La "mossa del cavallo" delle Maestà è il carisma democratico, soprattutto delle donne. Non contano più il portamento, l'intonazione della voce, l'impalpabilità, la distanza e il pallore aristocratico.

La monarchia si rigenera attraverso le virtù borghesi di donne moderne ma seducenti, madri e mogli ma sensibili ai turbamenti del desiderio, non l'eroina romantica tutta passione che perdeva se stessa accanto ai grandi dittatori del Novecento, al duce, al führer, al piccolo padre, al grande timoniere, all'imperatore, domatori domati e persino dominati da giovani e ardenti innamorate, ma un vero, riconoscibile marchio di simpatia popolare come la mela di Apple, come lo Swoosh della Nike, come la parola Coca-cola.

Nella gioia popolare per l'abdicazione di Alberto e Paola del Belgio c'è la legittimazione di massa del gesto più nobile che è il mettersi da parte - altro che rottamazione - perché la continuità del bosco dipende dal taglio degli alberi o troppo ingombranti o estenuati. Abbandonando il trono, il re si conferma re come mai era stato.

Stanchi o indegni perché sleali verso il proprio paese o perché coinvolti in qualche scandalo impopolare, i re europei mettono subito a rischio la monarchia. Senza la folla, senza il consenso di massa, il fascino antiquario, passatista e anacronistico dell'istituzione si muta subito nel suo contrario e la Monarchia mostra la sua faccia patetica, falsa, sfarzosa e, alla fine, reazionaria. Ed è quello che oggi sta avvenendo in Spagna e in Svezia.

Solo le abdicazioni, come le dimissioni, salvaguardano l'Istituzione, stabiliscono la differenza tra Regno e re, ma anche tra Repubblica e presidente ed è la stessa che c'è tra la Specie e l'individuo. Mai la regina Beatrice d'Olanda era stata così amata come il 23 aprile scorso quando ha abdicato a favore del figlio Willem Alexander e di Maxima (che è argentina). Persino il Papato ha avuto bisogno di una spettacolare potatura. Ratzinger ha abdicato e il Papato è rinato.

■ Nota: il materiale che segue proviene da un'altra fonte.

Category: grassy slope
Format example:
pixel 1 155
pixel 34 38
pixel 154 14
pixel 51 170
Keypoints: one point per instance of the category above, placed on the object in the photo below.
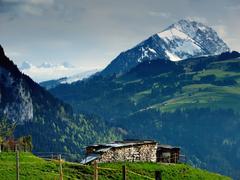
pixel 201 95
pixel 32 167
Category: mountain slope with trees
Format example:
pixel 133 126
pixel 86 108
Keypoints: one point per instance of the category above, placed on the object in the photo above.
pixel 53 125
pixel 192 103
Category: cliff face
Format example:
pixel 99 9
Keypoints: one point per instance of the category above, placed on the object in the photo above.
pixel 15 99
pixel 51 123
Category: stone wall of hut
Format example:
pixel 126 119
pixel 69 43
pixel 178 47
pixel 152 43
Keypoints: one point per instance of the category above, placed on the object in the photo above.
pixel 135 153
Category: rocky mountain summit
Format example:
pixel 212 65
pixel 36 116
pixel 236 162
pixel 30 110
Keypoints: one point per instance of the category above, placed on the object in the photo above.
pixel 182 40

D'altra parte è vero che le più grandi repubbliche d'Europa, dalla Germania alla Francia, sono fiere d'avere avuto dei re. E c'è una certa bellezza nell'inattualità della monarchia persino per noi italiani che, figli convinti della repubblica e ammorbati dai tradimenti dei Savoia, abbiamo solo il ballo del Gattopardo e guardiamo smarriti il mito, il sogno dei civilissimi paesi che amiamo come un valore che ci è stato negato.

C'è dunque il crisma legittimato dal carisma nella letteraannunzio spedita come un regale pizzino dall'ospedale verso Buckingham Palace. E sono, direbbe il Dante del De Monarchia, moderne allegorie dei poteri popolari sia quell'esposizione oltre i cancelli del Palazzo della lavagnetta di legno con i dati dell'atto di nascita e sia la suspense sul nome George, che non è un nome-trasgressione, non è una di quelle violazioni dei codici onomastici che ne avrebbe esaltato l'autorità, perché la monarchia è anche l'illusione del contatto diretto che Her Majesty stabilisce con ciascun suddito preferendolo al protocollo. Nulla è più principesco di un principe e una principessa che "si fanno" genitori qualunque di un bimbo qualunque.

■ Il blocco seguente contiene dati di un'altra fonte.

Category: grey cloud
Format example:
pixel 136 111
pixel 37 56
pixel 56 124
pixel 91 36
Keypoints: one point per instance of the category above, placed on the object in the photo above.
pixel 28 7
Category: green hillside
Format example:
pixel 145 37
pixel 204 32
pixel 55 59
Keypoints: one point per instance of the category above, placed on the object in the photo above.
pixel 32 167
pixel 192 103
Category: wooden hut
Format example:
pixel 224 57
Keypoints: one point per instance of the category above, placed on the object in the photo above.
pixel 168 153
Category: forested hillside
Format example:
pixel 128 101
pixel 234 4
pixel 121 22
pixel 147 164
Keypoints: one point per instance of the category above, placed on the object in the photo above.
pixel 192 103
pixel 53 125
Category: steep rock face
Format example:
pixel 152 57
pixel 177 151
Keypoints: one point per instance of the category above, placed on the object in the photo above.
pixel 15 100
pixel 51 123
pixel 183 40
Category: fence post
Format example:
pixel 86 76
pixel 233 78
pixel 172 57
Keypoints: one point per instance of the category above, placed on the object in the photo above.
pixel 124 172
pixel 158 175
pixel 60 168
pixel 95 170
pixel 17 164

Lo scrittore Guido Morselli raccontò nel romanzo Divertimento 1889 che Umberto I spesso si mescolava alla gente perché non ne poteva più dei cortigiani contro i quali, del resto, Francesco Giuseppe fingeva di essere sordo. E Federico II andava a piedi mettendo a cavallo il suo palafraniere per mostrarsi uguale ai suoi sudditi.

Ai generali e ai politici che gli consigliavano di organizzare "in nome del Vangelo" una crociata in Africa contro Temim, sultano zirito, Ruggero, dinanzi al popolo festante, rispose emettendo una rumorosa flatulenza: «Eccovi in cambio un consiglio assai migliore».

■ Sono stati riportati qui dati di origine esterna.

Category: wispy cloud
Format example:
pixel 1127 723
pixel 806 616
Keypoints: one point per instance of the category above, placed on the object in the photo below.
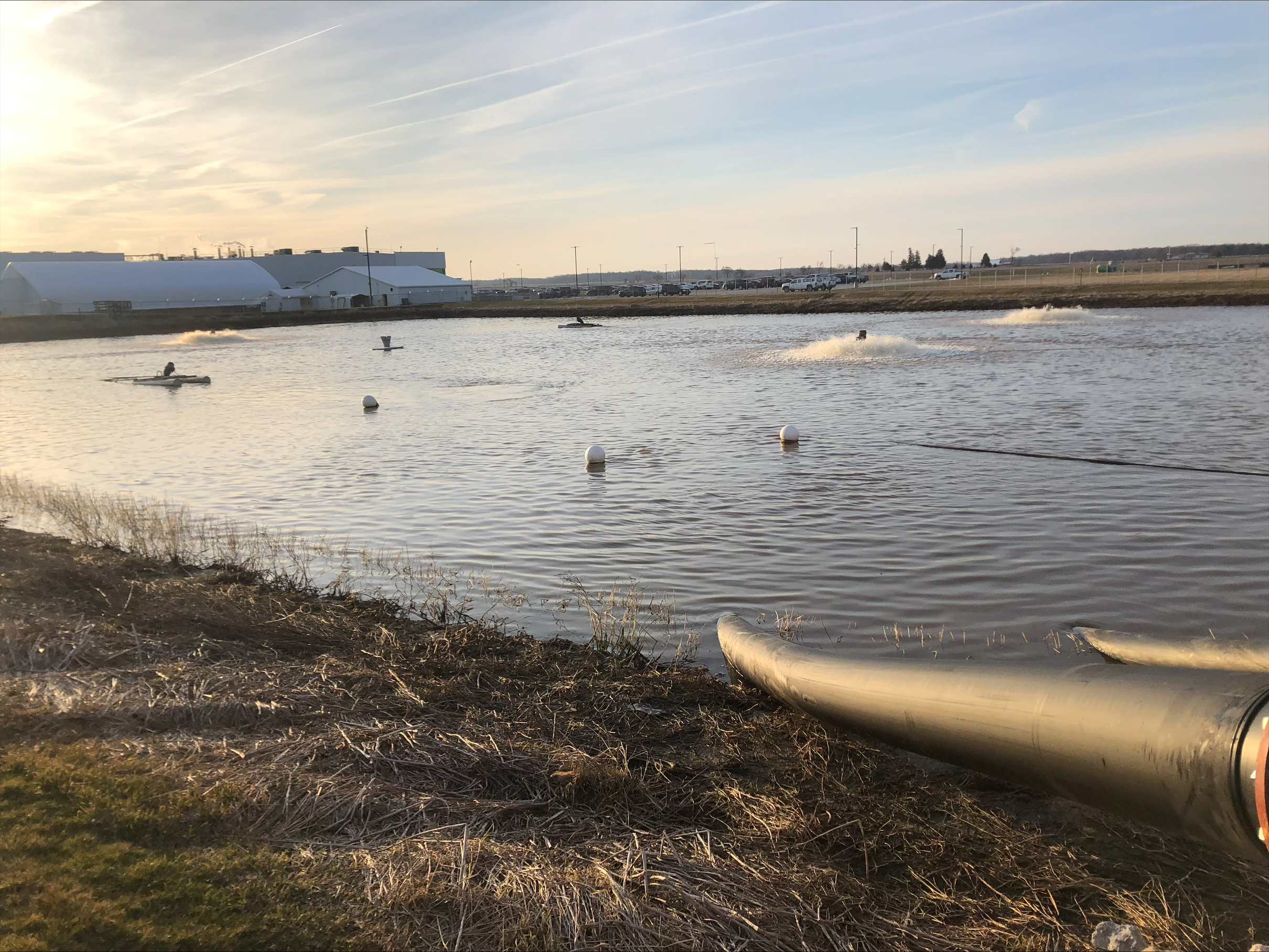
pixel 507 111
pixel 51 12
pixel 575 53
pixel 1104 124
pixel 1028 115
pixel 257 56
pixel 160 115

Il pop dunque, che sta trasformando anche la sacralità del Papato dove ha sostituito la meditazione con l'applauso, non ha più bisogno di re a cavallo ma di armoniosi modelli buoni per Ralph Lauren, non più parate militari, ma beneficienza e glamour, lealtà democratica e virtù borghesi. Ecco perché l'erede dell'erede dell'erede è stato partorito e registrato direttamente come erede non dai polverosi annali dell'araldica ma dall'occhio collettivo, che è la fonte della legittimità di ogni scettro, il giudice di qualsiasi corona.